Chief Harmon refused an interview for this story, but spokesman William Profitt defended the chief's staffing levels and policies as "adequate."

Profitt says the department's authorized strength is reviewed regularly based on number of calls, response times and other hard data.

"As long as I've been here I've heard people complain, but it's not really justified," he says. "I don't think it's our policies chasing anybody away. Quite honestly, I think it's some of the officers in the department who want to complain that is influencing some of the people who come on, telling them the grass is greener."
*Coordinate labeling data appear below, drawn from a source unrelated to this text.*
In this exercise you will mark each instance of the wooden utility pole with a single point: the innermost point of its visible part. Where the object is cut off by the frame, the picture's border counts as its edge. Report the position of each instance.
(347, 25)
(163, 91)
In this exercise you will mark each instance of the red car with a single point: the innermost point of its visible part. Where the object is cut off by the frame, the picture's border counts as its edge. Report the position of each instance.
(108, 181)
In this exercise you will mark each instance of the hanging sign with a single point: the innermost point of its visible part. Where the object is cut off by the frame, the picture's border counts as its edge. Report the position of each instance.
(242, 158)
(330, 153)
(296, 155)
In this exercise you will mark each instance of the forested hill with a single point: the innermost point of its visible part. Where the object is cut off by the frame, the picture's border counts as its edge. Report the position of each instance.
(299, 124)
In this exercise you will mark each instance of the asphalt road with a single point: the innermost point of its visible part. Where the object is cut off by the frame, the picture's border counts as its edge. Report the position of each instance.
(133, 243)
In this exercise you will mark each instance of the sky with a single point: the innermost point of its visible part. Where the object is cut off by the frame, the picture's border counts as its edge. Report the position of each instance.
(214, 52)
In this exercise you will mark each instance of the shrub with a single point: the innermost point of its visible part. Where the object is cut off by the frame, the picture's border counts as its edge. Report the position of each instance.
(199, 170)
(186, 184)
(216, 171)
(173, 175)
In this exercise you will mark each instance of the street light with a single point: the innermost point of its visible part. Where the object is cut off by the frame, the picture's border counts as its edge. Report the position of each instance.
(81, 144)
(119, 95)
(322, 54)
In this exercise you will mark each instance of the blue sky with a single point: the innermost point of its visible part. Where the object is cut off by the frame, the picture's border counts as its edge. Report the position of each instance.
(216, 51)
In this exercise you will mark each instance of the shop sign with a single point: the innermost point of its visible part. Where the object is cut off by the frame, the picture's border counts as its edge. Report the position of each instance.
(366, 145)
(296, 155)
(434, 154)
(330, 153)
As for the neighborhoods, Profitt gives the same refrain.

"If the neighborhoods had their way, they'd have an officer on every corner, every hour of the day," he says. "And that's simply not real. No city can do that."

Profitt says he sympathizes with the neighborhood leaders, but their perceptions run contrary to the facts: Crime is down for the second year in a row. Drug arrests are up 10 percent in the city, along with prostitution and traffic citations, three areas frequently cited by citizens.

"If I was in that situation, maybe I'd blur that reality, too," he says of the neighborhood leaders, like Culp, who feel their homes are under siege. "I'm not saying they're lying. I certainly believe in the adage, perception is reality."

But perception matters. The city may be rebounding by every economic and social indicator, and crime, overall, may be down, but those statistics might not matter if citizens don't feel safe enough to leave their homes.

"Why don't you do a poll of residents and ask if they feel safer?" Quandt suggests. "Do they feel safer in St. Pete now than they did last year?

"Because if it isn't safe, all the Sweetbays in the world is not going to change it."